Variant evolution graph: Can we infer how SARS-CoV-2 variants are evolving?
Badhan Das, Lenwood S. Heath

TL;DR
This paper introduces a new framework to model how SARS-CoV-2 variants evolve, using a graph-based approach that captures complex evolutionary patterns and transmission pathways.
Contribution
The novel Variant Evolution Graph (VEG) framework models viral evolution with multiple ancestral pathways and identifies key evolutionary patterns like recombination and hotspots.
Findings
The VEG framework reveals evolutionary patterns such as recombination events and mutation hotspots.
The Disease Transmission Network (DTN) derived from VEG helps infer transmission pathways and super-spreaders.
VEG is computationally efficient compared to traditional phylogenetic methods like Maximum Likelihood.
Abstract
The SARS-CoV-2 virus has undergone extensive mutations over time, resulting in considerable genetic diversity among circulating strains. This diversity directly affects important viral characteristics, such as transmissibility and disease severity. During a viral outbreak, the rapid mutation rate produces a large cloud of variants, referred to as a viral quasispecies. However, many variants are lost due to the bottleneck of transmission and survival.
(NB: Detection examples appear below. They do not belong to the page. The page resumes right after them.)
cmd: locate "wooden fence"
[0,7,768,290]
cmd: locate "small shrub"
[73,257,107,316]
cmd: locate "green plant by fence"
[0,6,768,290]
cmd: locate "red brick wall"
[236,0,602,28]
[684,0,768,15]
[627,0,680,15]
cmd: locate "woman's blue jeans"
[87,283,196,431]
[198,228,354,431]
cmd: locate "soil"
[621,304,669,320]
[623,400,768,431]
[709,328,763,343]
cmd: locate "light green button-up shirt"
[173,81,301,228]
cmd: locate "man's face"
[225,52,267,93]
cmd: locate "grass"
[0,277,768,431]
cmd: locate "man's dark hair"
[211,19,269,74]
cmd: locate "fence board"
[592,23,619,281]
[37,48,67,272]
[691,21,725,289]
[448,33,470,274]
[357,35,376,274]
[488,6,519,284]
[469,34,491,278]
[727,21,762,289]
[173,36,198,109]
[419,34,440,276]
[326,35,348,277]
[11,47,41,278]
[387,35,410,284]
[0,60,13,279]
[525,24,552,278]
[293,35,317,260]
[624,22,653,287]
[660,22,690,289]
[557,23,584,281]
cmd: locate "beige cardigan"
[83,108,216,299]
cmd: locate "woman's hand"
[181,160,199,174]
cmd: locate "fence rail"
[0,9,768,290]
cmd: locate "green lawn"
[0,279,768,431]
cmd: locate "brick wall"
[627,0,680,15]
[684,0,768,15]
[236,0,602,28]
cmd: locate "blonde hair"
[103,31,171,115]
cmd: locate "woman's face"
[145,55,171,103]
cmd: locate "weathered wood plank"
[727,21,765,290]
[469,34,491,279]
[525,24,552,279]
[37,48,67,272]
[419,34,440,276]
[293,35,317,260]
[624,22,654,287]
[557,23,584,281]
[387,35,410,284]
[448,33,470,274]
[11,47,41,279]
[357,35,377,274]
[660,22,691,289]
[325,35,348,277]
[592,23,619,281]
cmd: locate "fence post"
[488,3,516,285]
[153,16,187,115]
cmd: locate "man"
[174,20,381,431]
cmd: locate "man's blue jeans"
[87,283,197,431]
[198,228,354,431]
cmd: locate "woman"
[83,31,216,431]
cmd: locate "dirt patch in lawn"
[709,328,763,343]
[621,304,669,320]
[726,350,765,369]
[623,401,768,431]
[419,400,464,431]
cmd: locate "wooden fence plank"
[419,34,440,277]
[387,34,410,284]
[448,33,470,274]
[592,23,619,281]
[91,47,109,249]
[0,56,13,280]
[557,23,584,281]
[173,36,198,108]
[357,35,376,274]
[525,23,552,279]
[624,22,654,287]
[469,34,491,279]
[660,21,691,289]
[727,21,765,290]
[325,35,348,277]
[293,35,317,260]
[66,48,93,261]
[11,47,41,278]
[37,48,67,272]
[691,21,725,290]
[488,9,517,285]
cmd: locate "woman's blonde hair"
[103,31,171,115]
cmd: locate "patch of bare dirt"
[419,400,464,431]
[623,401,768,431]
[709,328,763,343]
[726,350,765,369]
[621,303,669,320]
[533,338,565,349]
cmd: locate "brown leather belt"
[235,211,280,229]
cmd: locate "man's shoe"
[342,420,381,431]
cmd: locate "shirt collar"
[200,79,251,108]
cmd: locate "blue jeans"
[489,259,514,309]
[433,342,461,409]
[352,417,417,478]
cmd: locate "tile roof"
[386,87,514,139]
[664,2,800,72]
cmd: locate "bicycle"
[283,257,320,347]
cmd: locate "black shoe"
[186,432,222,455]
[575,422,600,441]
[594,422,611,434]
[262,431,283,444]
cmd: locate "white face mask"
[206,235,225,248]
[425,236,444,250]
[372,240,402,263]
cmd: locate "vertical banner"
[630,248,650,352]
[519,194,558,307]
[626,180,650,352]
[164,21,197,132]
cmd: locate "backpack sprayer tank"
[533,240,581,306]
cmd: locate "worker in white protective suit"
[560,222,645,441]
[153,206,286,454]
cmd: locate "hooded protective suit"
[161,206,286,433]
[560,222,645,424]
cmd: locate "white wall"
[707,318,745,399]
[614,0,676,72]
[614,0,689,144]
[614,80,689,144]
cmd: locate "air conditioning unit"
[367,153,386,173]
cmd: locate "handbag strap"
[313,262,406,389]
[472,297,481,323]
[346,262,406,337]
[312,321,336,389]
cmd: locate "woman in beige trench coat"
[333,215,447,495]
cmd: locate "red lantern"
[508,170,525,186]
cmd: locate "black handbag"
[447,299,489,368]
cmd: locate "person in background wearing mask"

Advances in next-generation sequencing have enabled continuous and cost-effective monitoring of viral genomes, but constructing reliable phylogenetic trees from the vast collection of sequences in GISAID (the Global Initiative on Sharing All Influenza Data) presents significant challenges. We introduce a novel graph-based framework inspired by quasispecies theory, the Variant Evolution Graph (VEG), to model viral evolution. Unlike…
Genes, proteins, chemicals, diseases, species, mutations and cell lines named across the full text — each resolved to its canonical identifier and authoritative record.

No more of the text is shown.